Ils l’accusent de chercher à déstabiliser le gouvernement de la RDC, en soutenant l’AFC/M23 qui occupe une partie dans l’Est du pays, indique un communiqué du Département d’État des États-Unis, publié le 30 avril dernier.
Selon Washington, le M23 est un groupe armé soutenu par le Rwanda opérant dans l’Est de la RDC et l’AFC, agit comme sa coalition politico-militaire, cherchant à renverser le gouvernement de la RDC.
Washington promet de poursuivre son soutien aux solutions diplomatiques visant à mettre fin aux souffrances des civils dans l’Est de la RDC et de créer les conditions d’une paix et d’une prospérité durable dans toute la région, poursuit ce communiqué.

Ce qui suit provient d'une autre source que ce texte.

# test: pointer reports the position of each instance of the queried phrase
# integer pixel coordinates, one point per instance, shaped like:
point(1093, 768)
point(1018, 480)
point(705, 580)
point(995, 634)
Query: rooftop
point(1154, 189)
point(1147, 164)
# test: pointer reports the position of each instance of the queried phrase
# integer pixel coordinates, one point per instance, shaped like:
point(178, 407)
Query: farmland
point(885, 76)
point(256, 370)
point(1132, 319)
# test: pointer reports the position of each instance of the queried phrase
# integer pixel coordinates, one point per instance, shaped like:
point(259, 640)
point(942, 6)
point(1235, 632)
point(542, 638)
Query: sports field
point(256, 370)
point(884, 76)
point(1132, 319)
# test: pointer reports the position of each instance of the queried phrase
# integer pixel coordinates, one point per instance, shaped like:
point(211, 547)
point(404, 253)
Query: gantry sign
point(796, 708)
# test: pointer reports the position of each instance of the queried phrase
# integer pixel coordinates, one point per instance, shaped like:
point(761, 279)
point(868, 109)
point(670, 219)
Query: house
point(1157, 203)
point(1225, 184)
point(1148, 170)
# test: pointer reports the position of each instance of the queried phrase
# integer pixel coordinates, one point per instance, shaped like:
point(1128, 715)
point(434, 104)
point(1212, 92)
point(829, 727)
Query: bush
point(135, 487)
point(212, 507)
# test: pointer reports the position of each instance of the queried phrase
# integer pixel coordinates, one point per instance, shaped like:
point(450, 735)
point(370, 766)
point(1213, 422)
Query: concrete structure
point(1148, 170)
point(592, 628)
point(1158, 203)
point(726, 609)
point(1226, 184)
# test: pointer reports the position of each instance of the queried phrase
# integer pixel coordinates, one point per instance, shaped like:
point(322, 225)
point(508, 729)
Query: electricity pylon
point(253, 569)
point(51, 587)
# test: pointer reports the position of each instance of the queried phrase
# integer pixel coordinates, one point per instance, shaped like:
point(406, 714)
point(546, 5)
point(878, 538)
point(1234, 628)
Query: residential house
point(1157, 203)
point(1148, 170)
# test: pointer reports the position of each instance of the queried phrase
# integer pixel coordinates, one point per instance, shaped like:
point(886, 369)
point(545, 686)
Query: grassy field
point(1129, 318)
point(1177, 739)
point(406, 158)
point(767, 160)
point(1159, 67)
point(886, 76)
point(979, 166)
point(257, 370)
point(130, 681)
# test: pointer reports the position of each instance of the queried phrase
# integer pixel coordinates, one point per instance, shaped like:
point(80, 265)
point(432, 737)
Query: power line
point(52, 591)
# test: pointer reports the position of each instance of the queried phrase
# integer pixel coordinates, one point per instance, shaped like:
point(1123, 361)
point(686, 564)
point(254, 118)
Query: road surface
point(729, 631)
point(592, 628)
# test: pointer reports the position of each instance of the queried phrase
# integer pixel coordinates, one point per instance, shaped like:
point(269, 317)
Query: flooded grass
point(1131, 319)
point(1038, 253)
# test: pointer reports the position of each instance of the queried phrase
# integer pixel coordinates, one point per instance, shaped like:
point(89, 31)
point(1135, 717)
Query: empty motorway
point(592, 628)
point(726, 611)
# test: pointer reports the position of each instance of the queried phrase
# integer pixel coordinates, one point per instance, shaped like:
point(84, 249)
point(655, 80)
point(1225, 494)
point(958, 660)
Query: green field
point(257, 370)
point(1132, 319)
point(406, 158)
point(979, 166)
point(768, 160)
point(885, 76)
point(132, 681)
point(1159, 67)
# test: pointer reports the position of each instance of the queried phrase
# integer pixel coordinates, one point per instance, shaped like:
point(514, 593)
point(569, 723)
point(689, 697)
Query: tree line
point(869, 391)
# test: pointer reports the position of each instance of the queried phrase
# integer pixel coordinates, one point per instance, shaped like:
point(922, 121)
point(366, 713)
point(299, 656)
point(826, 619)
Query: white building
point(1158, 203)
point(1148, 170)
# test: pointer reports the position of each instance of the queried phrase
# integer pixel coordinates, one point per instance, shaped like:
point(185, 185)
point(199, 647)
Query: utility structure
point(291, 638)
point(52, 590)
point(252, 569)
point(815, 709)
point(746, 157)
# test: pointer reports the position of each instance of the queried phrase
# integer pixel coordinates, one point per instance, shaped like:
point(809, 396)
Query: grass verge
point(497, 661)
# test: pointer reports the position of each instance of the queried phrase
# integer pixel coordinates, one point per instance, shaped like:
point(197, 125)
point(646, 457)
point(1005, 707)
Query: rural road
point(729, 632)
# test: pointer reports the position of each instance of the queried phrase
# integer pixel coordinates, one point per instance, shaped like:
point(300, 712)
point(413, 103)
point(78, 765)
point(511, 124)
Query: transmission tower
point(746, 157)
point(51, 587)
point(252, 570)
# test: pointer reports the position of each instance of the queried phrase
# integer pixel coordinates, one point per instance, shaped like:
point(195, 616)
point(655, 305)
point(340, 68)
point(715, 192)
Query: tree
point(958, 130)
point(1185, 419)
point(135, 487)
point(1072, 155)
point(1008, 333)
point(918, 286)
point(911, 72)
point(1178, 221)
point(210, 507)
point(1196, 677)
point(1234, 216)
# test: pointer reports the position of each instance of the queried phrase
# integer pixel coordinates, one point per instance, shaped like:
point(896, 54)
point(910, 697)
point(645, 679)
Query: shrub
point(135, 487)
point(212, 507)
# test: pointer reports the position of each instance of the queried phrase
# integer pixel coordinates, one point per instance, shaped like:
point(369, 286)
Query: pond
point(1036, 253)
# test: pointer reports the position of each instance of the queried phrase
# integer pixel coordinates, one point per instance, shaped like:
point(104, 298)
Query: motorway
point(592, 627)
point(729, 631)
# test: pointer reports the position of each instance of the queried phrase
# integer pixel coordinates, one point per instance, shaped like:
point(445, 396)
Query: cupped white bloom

De son côté, l’ancien président de la RDC, Joseph Kabila Kabange, rejette vivement les sanctions prises à son rencontre par les États-Unis. Dans un communiqué rendu public le même jeudi 30 avril, son cabinet qualifie cette décision d’injustifiée et politiquement motivée, dénonçant des accusations qu’il estime non fondées.
Question
-Quelle analyse faire de sanctions américaines infligées à l’ancien président de la RDC Joseph Kabila ?
Invitations
-Ferdinand Kambere, avocat. Il est secrétaire permanent-adjoint du PPRD, parti membre du Front commun pour le Congo (FCC).
-Michel Lingepo Molanga, avocat. Il est sénateur élu de la Mongala. Il est également cadre du MLC, parti membre de l’Union sacrée de la nation.
-Henry-Pacifique Mayala, coordonnateur du Baromètre sécuritaire du Kivu.